Tuesday’s program has three Group 1 races – the $755,580 Queen Anne Stakes at a mile for older horses, the $629,650 King’s Stand Stakes at five furlongs, and the $629,650 St. James’s Palace Stakes for 3-year-old milers.
The Orseno-trained Imprimis is scheduled to start in the King’s Stand Stakes on the straightaway course, one of the toughest races of the week. As of Friday, Imprimis was 12-1 with British bookmakers in a race led by Battaash (9-4) and Blue Point (3-1).
Blue Point and Battaash were first and second in the 2018 King’s Stand. Blue Point won the Group 1 Al Quoz Sprint in Dubai in March, while Battaash won the Group 2 Temple Stakes at Haydock Park in England on May 25 in his first start since undergoing a breathing operation in January.
Imprimis is unbeaten in two starts this year, the Silks Run Stakes at five furlongs on turf at Gulfstream Park on March 9 and the Grade 2 Shakertown Stakes at 5 1/2 furlongs at Keeneland on April 6, when he overcame trouble at the start to win by a neck.
Frankie Dettori, who has ridden 60 winners at Royal Ascot since 1990, has the mount.
The Tuesday program begins with the Queen Anne Stakes. Le Brivido, trained by Aidan O’Brien, is a lukewarm favorite following a fifth in the Group 1 Lockinge Stakes at Newbury in May. The St. James’s Palace Stakes is led by Phoenix of Spain and Too Darn Hot, first and second in the Group 1 Irish 2000 Guineas on May 25.
Ward’s team, which consists primarily of 2-year-olds, will race Wednesday through Saturday. Ward has won 10 races at Royal Ascot in the last decade and expects to add to that total.
“There are some real nice 2-year-olds that I have here,” he said from London on Friday. “Each year, as a group, they are getting stronger. In the early years, I’d cross my fingers and hope. I should have a good account of myself.
“This is the highlight of my year.”
On Wednesday, Ward plans to start the Belmont Park maiden-race winners Foolish Humor and Karak in the $113,300 Windsor Castle Stakes for 2-year-olds at five furlongs on turf. Chili Petin, a maiden-race winner at Keeneland in April, is a candidate for the Windsor Castle, Wednesday’s Group 2 Queen Mary Stakes, or Friday’s Group 2 Albany Stakes.
The $138,520 Queen Mary for 2-year-old fillies at five furlongs is the designated race for Anna’s Fast and Kimari, the easy winners of maiden special weight races at Keeneland in late April.
On Thursday, Ward intends to run Maven, a maiden-race winner at Aqueduct in April, in the Group 2 Norfolk Stakes for 2-year-olds at five furlongs.
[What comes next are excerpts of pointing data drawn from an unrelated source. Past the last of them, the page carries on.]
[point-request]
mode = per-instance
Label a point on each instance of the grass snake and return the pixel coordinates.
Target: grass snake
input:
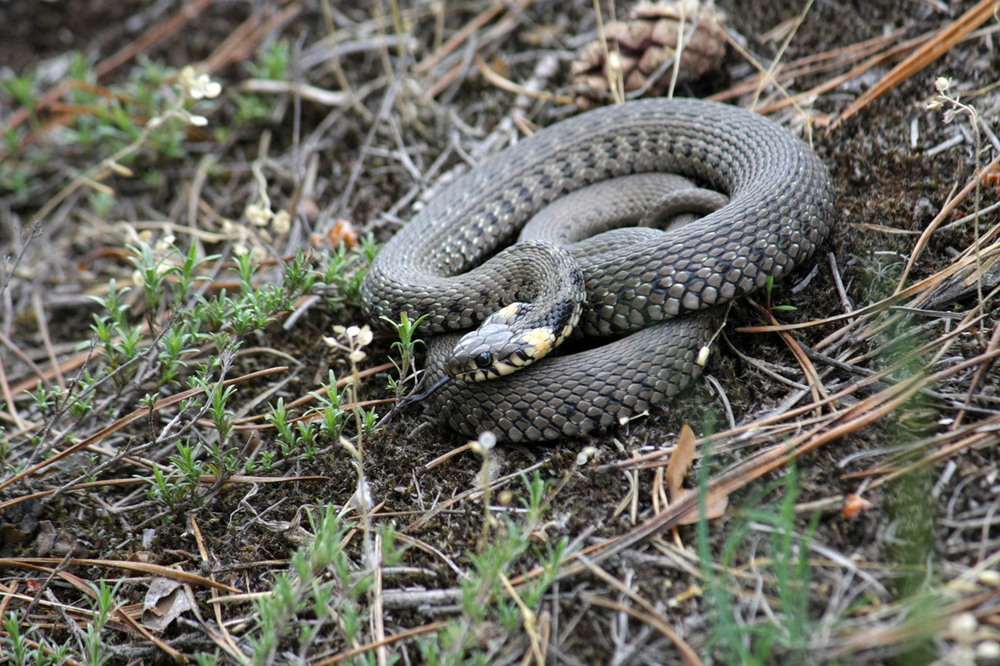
(459, 260)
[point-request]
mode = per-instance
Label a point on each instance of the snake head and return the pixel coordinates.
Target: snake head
(499, 346)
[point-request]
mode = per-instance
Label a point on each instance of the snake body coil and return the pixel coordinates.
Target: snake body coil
(780, 208)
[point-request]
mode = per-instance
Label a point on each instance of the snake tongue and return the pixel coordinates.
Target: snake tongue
(411, 399)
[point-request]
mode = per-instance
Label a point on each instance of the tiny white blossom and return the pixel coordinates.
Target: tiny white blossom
(199, 86)
(257, 214)
(282, 222)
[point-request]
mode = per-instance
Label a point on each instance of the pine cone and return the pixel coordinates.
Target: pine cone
(642, 50)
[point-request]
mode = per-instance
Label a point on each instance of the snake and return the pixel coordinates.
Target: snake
(651, 297)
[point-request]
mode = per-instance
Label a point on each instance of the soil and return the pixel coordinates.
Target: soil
(922, 530)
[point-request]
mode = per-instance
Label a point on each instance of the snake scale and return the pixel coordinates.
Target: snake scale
(449, 263)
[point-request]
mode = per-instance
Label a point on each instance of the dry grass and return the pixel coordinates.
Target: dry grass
(857, 449)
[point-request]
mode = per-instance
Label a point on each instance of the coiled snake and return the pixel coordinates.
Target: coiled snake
(779, 209)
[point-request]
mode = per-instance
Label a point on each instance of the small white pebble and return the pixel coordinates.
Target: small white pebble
(963, 626)
(990, 577)
(585, 454)
(988, 650)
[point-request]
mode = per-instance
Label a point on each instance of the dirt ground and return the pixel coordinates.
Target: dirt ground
(911, 432)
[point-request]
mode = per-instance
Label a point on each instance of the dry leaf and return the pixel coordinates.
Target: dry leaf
(165, 600)
(680, 461)
(853, 505)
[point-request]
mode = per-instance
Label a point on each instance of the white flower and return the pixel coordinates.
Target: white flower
(282, 222)
(258, 215)
(199, 86)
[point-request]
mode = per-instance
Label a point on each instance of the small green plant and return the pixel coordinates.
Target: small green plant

A day later, Nayibeth, a maiden-race winner at Keeneland in April, is set to start in the Group 3 Albany Stakes for 2-year-old fillies at six furlongs.
From a prize-money standpoint, Saturday could be a big day for Ward. Bound for Nowhere, second in the Shakertown, will start for the second consecutive year in the Group 1, $755,580 Diamond Jubilee Stakes at six furlongs. Bound for Nowhere was third in the race last year. The Diamond Jubilee field is led by Invincible Army, who won the Group 2 Duke of York Stakes at York Racecourse in May.
Ward’s final 2-year-old runner will be Joker On Jack in the Chesham Stakes at seven furlongs on Saturday. Joker On Jack won a maiden race at Keeneland on April 18 and was seventh in an allowance race at Newbury on May 18.
The richest race of the week is the Group 1 Prince of Wales’s Stakes at 1 1/4 miles on Wednesday, which has a purse of $944,475. Magical, the O’Brien-trained 4-year-old filly who was second in the Breeders’ Cup Turf at Churchill Downs last November, is the future-book favorite at 2-1. She is a slight choice over Sea of Class, who was second in the Prix de l’Arc de Triomphe in Paris last October.